“It’s literally my job to try to control things. That’s sort of what PR is. I know I might not be able to, but I’m going to try.” Her eyes snap into thin slits. “Besides, how come you’re so loosey goosey about all this now?”

“I honestly don’t know.” I realize that my lungs haven’t threatened to fold in on themselves once these last few hours. “Maybe Lunch Lady Liz is having an emotional support dog effect on me.” I still care about my reputation and about getting back in my dad’s good graces. But right now? River’s taking up all the space in my head.

“She does her magic on Skye, too.” She holds my gaze. “Look. What about the air mattress? Did it come with a repair patch?”

“It’s a gash.” I laugh. “A patch isn’t going to cut it.”

Her eyes widen and take me in. There’s a softening happening in her. And I don’t want to say I’ll sleep on the floor, or heaven forbid, one of the love seats in the great room.

I don’t want to. Is it so bad that I want to sleep on the bed? “I won’t bite, I promise.” It’s more of a whisper than I intended.

Her expression looks as though she’s weighing her options. I catch her gaze drifting to the floor and then the sofa. She’s thinking what I’m thinking.

“Fine.” Her eyes dance for a moment before she’s hardened again. “But Lunch Lady Liz is in the kennel no matter what.”

I maybe took the bull by the horns and insisted I sleep in the bed with her, but I still set up the blanket barrier between us.

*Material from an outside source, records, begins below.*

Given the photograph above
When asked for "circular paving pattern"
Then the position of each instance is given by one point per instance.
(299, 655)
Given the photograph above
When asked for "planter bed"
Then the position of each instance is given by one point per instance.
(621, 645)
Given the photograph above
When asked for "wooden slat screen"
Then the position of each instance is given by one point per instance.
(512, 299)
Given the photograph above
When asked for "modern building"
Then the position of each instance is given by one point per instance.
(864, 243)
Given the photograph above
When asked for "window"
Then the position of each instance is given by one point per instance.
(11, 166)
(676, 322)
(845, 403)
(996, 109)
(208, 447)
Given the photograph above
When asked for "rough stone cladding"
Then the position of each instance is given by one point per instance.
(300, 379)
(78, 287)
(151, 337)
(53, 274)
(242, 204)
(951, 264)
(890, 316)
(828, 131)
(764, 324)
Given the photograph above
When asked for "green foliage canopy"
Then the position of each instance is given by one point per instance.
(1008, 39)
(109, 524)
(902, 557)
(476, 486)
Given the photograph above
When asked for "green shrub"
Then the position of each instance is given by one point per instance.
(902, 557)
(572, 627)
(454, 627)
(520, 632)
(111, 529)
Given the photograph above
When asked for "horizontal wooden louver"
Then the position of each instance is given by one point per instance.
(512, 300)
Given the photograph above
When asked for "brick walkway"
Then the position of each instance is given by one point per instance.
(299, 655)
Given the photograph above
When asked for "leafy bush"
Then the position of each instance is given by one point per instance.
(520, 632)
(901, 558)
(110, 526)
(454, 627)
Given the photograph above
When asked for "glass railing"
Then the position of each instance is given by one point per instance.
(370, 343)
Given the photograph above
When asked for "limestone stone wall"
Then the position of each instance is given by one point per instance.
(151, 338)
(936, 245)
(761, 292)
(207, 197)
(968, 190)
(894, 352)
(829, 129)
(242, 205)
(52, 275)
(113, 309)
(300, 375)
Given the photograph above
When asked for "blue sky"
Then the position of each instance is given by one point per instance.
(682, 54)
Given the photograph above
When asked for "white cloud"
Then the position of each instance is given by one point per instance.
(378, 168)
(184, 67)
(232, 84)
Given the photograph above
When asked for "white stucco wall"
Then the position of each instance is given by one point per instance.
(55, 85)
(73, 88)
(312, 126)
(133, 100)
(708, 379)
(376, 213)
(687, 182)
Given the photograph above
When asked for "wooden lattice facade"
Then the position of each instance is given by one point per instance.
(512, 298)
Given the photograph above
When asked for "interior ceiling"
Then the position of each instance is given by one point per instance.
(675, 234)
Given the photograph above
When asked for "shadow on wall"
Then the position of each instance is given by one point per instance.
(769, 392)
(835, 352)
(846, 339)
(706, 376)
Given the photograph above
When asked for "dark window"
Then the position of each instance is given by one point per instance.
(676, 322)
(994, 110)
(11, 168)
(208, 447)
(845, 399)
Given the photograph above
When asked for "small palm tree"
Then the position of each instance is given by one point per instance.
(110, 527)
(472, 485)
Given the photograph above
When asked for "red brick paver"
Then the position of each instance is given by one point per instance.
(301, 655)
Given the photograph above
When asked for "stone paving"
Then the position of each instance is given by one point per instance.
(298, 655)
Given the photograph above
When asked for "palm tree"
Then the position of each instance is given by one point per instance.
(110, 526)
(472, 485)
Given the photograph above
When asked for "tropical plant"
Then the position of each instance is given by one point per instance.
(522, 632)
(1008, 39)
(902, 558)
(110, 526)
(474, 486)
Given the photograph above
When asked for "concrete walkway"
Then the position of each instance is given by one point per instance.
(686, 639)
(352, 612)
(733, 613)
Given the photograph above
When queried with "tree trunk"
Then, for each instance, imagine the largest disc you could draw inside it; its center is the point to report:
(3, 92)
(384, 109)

Once it’s firmly in place, and a quiet and perfectly contented Liz is securely in her crate, I settle in. The sheets are cool and crisp. River’s vanilla scent is mixing with the smell of freshly laundered bedding. High above us, the moon is shining through the skylight windows. The dog is quiet. The bed soft.

And my wife is next to me.

This is the life.

“Lunch Lady Liz is happy now?” River scolds the dark night air with a disgusted sigh. “So that was her problem? She had to be in the same room as both of us?”

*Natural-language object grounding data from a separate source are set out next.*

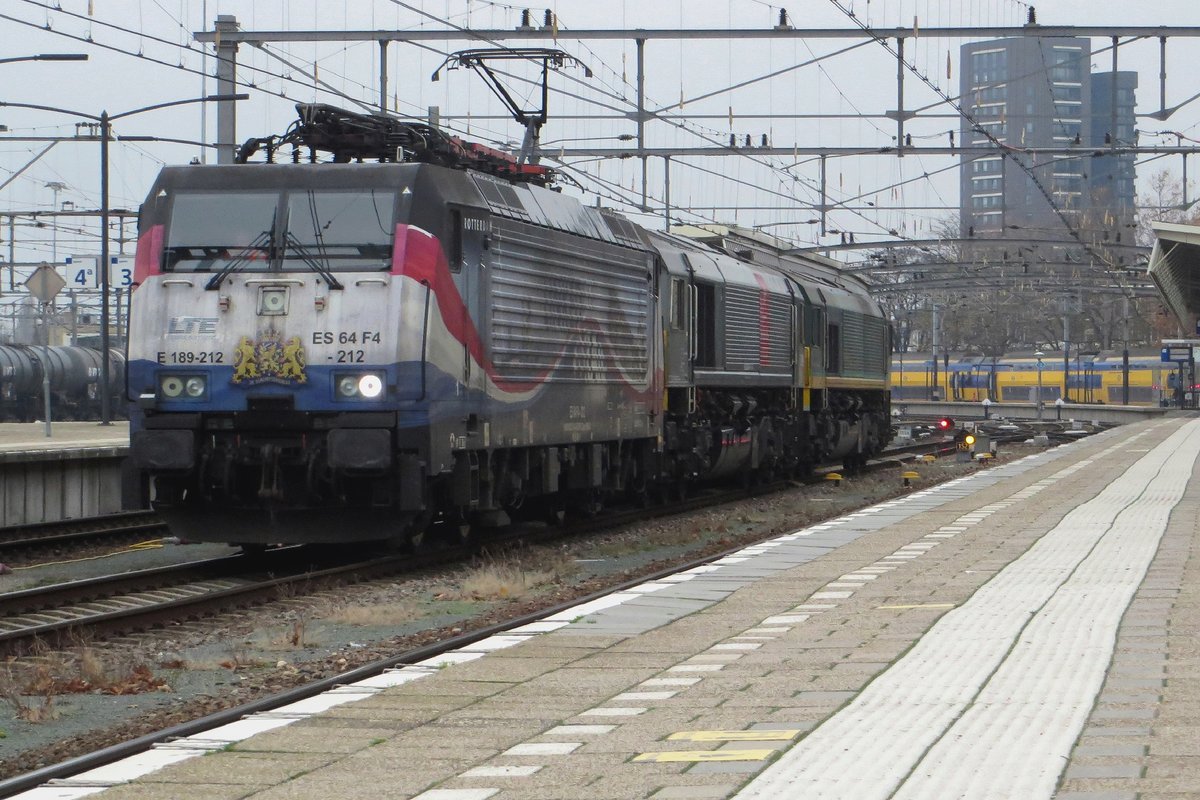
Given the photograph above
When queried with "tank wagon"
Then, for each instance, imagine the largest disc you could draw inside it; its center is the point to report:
(336, 352)
(75, 377)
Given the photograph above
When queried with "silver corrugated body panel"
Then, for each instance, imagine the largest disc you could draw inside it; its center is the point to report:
(744, 336)
(571, 312)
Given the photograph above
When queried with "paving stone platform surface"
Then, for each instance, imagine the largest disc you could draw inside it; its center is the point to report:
(1027, 632)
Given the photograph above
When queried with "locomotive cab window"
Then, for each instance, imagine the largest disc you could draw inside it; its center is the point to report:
(214, 232)
(340, 230)
(211, 229)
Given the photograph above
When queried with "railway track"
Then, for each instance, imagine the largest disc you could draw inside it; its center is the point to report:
(142, 743)
(87, 529)
(107, 606)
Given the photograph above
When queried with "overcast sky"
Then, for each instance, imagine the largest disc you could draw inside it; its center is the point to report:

“Looks like it. She seems happy again.” In the dark, I can barely make out River’s facial features. But there seems to be an openness there, so I decide to start talking.

“So what’s up with Antonio?”

“This again? The last time we talked about him, you and I . . . kissed. I would have thought that would make it clear to you what I think about Antonio.”

“You kissed me because my dad was standing there. You were trying to prove something to him.”

“I panicked when I saw him. We have to sell this, remember?”

A pause. “And that’s all it was?” It’s a leading question, I know. Still, the memories of how she acted around Antonio have caused a jealousy I didn’t know I was capable of. I don’t like needing her reassurance but here we are.

I can imagine us together. On the screen of my mind, I see us continuing this marriage past the one-year mark and settling ina place of our own. The more time I spend with her makes one thing clear: there’s a perennial gap between the time Igetwith her and the time Iwantto spend with her.

She takes too long to answer, and all sorts of things come to mind to fill in the blanks. Is she thinking of a way to let me down easy? Did she and Antonio used to date and she doesn’t know how to tell me that?

Finally, she whispers. “You know that wasn’t all it was.”

“I wasn’t imagining things, then? It wasn’t just about my father?”

“No. And if you don’t know that by how . . . intense . . . it was, then I can’t help you.”

Memories of the heated and heady kiss threaten to weaken me. “It was intense,” I whisper. “In a lot of ways.”

“He’s just a friend, Gabriel.”

“That’s not what he wants.” I’d like to put this weapon down, I really would. “But I’m glad to hear where your head’s at.”

“I think, at the reception, he had some nostalgia for college life.”

She doesn’t understand what she can do to a person, does she? She doesn’t see it.

“We can agree to disagree about that.” I reach out my hand across the divide. “Handshake? Truce?”